A Polícia Federal (PF) deflagrou uma nova fase de operação sobre o Banco Master, mirando os diretores do Rioprevidência. Agentes saíram para cumprir 4 mandados de busca e apreensão na autarquia da Rio Previdência.
A Operação Barco de Papel foi iniciada nesta sexta-feira (23) pela PF. Os alvos são diretores do Rioprevidência, fundo responsável pelo pagamento de aposentadorias e pensões a 235 mil servidores inativos do RJ.
Agentes saíram para cumprir 4 mandados de busca e apreensão no Rio de Janeiro expedidos pela 6ª Vara Federal Criminal. O objetivo da ação é apurar a suspeita de operações financeiras irregulares que expuseram o patrimônio da autarquia a risco elevado e incompatível com sua finalidade.
Em novembro, o DE mostrou que o Rioprevidência aplicou R$ 2,6 bilhões em fundos do grupo liderado pelo Banco Master. O investimento foi realizado ao longo de 2024 e 2025, aproveitando taxas consideradas “mais atrativas” que as oferecidas por concorrentes.
O Tribunal de Contas do RJ (TCE-RJ) já havia alertado para “graves irregularidades” aos gestores do fundo. Em outubro, o TCE voltou a criticar os aportes e determinou uma tutela provisória com apensação sobre o Rioprevidência, impedindo-o de fazer novas transações com o Master.
De acordo com o TCE, o Rioprevidência utilizava o dinheiro arrecadado com descontos em folha para aplicar no mercado financeiro.
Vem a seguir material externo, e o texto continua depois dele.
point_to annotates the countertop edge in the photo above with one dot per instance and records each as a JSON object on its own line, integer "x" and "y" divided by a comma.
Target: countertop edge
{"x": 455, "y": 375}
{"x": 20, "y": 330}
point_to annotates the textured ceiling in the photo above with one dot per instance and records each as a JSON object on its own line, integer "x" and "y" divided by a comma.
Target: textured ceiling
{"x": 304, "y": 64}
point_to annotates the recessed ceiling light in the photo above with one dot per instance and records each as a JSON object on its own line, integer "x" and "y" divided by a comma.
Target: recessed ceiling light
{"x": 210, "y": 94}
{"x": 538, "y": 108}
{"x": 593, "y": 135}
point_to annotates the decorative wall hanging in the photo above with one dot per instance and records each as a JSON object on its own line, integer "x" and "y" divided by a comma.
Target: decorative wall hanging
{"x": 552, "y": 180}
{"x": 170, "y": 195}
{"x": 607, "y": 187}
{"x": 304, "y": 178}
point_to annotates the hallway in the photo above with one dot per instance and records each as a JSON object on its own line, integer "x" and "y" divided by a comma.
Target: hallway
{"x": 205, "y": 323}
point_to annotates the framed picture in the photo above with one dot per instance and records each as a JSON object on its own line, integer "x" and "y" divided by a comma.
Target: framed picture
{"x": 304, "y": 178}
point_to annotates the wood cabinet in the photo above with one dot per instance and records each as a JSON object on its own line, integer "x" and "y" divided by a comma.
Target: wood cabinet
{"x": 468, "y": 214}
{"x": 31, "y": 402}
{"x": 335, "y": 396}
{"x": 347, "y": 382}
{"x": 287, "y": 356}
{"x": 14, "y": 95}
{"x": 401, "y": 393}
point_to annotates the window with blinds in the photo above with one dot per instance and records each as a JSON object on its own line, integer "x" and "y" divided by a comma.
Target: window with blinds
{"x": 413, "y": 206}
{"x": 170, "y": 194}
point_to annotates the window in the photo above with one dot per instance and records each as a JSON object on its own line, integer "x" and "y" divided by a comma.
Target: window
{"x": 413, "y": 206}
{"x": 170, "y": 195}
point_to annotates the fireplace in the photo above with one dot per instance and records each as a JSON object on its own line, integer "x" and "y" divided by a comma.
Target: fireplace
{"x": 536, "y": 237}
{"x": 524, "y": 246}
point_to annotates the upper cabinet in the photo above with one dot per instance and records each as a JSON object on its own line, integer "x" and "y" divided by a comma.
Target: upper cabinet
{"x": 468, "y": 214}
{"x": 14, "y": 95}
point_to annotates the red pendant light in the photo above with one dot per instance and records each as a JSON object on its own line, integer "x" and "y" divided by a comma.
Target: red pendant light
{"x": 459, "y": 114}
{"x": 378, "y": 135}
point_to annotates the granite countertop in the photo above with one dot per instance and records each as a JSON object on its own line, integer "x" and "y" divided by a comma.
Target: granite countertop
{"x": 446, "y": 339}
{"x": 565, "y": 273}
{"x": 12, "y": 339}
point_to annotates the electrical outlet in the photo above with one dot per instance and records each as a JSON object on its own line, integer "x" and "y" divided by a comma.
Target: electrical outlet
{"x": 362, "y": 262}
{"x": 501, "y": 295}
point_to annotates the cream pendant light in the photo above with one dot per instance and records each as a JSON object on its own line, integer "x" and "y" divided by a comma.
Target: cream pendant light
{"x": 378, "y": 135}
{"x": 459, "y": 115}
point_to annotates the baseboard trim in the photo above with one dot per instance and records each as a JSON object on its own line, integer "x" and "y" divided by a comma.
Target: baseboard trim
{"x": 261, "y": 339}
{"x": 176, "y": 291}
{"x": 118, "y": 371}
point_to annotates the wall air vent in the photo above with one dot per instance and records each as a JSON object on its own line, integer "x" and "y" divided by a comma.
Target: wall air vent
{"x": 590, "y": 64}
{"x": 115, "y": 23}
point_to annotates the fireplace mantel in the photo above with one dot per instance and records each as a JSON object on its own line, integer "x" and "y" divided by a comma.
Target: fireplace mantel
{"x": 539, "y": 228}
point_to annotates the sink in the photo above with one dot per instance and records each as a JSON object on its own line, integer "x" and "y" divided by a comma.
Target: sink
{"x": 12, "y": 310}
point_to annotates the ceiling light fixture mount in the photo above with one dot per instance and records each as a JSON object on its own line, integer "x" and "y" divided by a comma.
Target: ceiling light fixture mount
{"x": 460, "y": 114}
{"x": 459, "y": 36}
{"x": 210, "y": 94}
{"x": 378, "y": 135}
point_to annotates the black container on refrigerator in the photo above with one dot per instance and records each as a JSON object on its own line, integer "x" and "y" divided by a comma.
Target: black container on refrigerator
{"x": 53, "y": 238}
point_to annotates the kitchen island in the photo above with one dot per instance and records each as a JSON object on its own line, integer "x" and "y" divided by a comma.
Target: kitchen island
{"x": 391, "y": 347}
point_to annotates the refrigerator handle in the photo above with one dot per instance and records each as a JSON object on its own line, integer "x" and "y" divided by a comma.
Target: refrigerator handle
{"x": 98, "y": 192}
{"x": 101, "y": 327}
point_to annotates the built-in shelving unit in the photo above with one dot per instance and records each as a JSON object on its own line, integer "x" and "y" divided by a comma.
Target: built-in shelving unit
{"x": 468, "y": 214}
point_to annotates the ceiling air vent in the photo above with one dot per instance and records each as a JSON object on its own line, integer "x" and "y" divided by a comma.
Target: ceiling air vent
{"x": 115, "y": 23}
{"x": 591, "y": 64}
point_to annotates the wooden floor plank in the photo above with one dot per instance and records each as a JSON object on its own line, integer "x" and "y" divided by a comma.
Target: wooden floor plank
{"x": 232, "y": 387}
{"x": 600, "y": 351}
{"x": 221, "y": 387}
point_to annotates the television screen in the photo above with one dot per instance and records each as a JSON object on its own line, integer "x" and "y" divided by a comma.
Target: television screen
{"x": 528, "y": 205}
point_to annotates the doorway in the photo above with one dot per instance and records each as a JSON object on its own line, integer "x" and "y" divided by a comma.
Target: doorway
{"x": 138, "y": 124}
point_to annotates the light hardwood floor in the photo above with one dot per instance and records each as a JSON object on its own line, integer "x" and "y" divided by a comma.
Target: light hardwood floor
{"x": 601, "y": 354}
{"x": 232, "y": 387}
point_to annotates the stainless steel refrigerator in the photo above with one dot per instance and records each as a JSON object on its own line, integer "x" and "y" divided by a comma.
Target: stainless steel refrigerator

O órgão determinou que o Rioprevidência não investisse mais em instrumentos financeiros emitidos, administrados ou geridos pelo conglomerado do Banco Master.
Os técnicos identificaram aportes de mais de R$ 300 milhões em letras financeiras sem qualquer informação disponível. Outros investimentos questionados incluem aportes em fundos com baixa rentabilidade, o que levanta suspeitas sobre a gestão irresponsável dos recursos do regime previdenciário.
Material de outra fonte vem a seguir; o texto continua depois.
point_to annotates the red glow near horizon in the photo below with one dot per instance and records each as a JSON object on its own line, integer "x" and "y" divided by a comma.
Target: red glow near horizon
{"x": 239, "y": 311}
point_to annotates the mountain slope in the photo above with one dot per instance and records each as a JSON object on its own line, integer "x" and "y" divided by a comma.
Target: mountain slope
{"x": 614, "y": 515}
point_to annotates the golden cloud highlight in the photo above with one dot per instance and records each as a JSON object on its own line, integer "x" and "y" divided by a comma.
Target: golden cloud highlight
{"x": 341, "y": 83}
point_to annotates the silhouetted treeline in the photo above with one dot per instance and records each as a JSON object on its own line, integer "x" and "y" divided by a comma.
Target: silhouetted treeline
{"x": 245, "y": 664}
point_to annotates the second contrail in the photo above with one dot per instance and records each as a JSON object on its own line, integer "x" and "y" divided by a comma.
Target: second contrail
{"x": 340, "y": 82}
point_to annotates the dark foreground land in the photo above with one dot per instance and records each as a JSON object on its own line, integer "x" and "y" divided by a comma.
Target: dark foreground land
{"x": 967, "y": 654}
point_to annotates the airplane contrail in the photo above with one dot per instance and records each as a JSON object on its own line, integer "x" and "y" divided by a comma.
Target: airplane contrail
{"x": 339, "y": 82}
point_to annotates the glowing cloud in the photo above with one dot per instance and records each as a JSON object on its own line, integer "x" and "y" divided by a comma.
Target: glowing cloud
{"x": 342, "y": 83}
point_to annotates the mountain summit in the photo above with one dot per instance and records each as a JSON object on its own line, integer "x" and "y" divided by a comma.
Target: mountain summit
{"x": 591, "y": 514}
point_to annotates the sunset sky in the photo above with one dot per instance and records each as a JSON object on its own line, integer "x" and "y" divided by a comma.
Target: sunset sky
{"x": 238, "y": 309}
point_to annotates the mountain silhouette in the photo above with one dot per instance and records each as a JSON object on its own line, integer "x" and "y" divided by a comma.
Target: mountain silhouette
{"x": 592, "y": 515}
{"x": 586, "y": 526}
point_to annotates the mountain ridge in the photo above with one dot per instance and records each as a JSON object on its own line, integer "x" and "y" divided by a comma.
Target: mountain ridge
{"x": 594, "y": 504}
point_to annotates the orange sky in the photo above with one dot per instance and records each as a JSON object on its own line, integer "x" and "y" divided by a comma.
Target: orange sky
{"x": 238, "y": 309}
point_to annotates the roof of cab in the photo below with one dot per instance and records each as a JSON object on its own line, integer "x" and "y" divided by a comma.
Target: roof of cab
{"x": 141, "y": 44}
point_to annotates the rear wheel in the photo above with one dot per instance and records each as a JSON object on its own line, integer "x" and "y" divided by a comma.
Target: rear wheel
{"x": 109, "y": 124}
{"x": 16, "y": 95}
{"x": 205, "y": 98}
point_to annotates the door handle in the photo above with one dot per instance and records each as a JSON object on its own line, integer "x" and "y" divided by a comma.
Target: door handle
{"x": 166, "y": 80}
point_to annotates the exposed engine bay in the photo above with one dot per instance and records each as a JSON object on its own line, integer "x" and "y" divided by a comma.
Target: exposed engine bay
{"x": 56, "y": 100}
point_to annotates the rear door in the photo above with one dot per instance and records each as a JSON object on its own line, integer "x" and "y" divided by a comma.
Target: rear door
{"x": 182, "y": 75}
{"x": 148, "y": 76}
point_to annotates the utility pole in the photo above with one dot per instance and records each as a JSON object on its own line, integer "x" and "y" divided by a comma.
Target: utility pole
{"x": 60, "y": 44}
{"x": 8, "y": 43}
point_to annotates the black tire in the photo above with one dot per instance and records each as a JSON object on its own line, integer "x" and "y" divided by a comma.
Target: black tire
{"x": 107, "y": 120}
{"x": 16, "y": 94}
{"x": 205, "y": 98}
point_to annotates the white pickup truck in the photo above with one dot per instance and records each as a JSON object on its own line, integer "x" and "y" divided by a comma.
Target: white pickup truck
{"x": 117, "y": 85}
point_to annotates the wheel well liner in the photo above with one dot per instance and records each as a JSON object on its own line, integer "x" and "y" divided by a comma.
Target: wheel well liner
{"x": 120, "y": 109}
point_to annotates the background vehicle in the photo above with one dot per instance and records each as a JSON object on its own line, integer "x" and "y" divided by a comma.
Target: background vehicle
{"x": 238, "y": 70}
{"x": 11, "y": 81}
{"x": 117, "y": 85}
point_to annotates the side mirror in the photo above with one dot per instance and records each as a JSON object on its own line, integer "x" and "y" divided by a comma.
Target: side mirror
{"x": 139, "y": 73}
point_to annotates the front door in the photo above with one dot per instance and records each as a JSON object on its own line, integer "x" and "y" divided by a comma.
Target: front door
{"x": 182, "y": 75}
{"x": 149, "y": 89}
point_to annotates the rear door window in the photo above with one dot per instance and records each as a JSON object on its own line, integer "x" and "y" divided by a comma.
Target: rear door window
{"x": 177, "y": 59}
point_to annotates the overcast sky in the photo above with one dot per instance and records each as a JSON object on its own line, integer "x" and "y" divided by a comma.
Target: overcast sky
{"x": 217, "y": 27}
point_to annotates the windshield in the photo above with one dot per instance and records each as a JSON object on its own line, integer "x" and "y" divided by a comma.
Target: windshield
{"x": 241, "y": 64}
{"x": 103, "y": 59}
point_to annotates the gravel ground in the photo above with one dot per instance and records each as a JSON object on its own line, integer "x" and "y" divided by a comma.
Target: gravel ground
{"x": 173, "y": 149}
Estas informações são parte de um cenário de investigações em andamento sobre possíveis irregularidades no Rioprevidência. A ação da Polícia Federal reforça a importância da transparência e da responsabilidade na gestão de fundos previdenciários para garantir a segurança e sustentabilidade dos benefícios dos servidores inativos. A situação será acompanhada de perto para que todas as punições e responsabilidades sejam definidas de acordo com a legislação vigente.